Помню одного почтенного старого негра в поезде на Кливленд, который очень огорчился из-за моей жалобы: при переполненном женщинами и детьми вагоне какой-то любитель сигарет отравил и без того скудный воздух, дымя прямо на своей полке. Меня разбудил в три часа ночи удушливый запах тлеющей бумаги и суррогатного перика. Происхождение этой ароматной напасти спутать невозможно, и во мне вскипело возмущение грубым пренебрежением курильщика к комфорту и удобствам попутчиков. Я нажал кнопку у своей полки, и мгновение спустя проводник заглянул ко мне сквозь занавески.

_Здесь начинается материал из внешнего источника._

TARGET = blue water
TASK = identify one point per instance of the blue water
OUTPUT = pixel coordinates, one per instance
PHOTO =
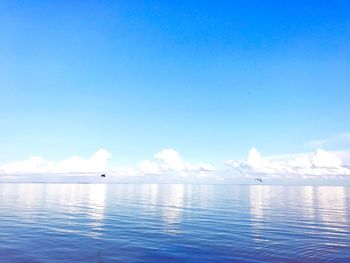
(173, 223)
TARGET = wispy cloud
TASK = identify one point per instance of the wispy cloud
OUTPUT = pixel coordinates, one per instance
(320, 163)
(338, 139)
(169, 164)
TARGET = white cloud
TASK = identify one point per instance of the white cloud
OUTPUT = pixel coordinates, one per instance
(168, 166)
(332, 141)
(167, 161)
(38, 165)
(320, 163)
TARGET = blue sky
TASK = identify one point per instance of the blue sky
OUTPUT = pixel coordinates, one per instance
(209, 78)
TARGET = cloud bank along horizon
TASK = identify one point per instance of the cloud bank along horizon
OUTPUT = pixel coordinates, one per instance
(169, 163)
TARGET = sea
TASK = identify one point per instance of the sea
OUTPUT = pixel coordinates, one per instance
(48, 222)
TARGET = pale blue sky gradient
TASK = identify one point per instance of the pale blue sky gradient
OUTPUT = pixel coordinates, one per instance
(208, 78)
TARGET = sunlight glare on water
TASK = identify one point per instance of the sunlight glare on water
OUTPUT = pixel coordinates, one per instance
(191, 223)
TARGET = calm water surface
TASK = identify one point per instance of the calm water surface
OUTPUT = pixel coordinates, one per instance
(173, 223)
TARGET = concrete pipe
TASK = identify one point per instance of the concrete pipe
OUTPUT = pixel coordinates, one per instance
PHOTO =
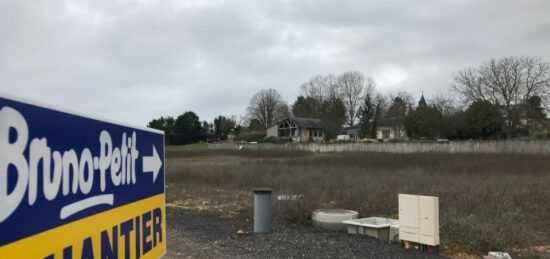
(262, 210)
(331, 219)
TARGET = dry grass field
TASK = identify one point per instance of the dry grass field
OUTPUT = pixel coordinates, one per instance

«Послушай-ка, Джон, — прошептал я громким шепотом, — это уже слишком! Кто-то в этом вагоне курит сигареты, и я считаю это вопиющим безобразием. При таком количестве дам в вагоне ты, по-моему, должен настоять, чтобы тот, кто не может совладать со страстью к сигаретам, вышел на следующей остановке и сел в первый же скотовоз, идущий туда, куда он, по его мнению, направляется».
— Слушаюсь, сэр, — печально отозвался проводник. — Очень жалко, сэр, но я уж два раза старался их унять, сэр.
— Ну знаете! — воскликнул я, приподнимаясь на локте. — Если они не слушаются вас, может, послушаются меня. Если кто-то в этом вагоне думает, что ему сойдет с рук такая гадость...
— Слушаюсь, сэр, — сказал проводник. — Но в этом-то как раз и загвоздка, сэр. Я к ним подходил, сэр, да толку нет. В обоих случаях, сэр, курили исключительно сами дамы, сэр.
И он расплылся в такой широкой улыбке, когда я откинулся на подушку, что, засыпая вновь, я по ассоциации идей думал о входе в Мамонтову пещеру.
"I have been after 'em, suh; but it ain't no use."
Порой бывает непросто угнаться за пульмановским проводником в искусстве остроумия. На ночном рейсе в Бостон работал почтенный малый, черный как пиковый туз, но обладавший поистине патриархальным достоинством, к которому я очень привязался. Он бодрствовал в любое время дня и ночи так, будто изобретение сна прошло мимо него. Подобно большинству представителей его круга, он был склонен награждать своих подопечных титулами.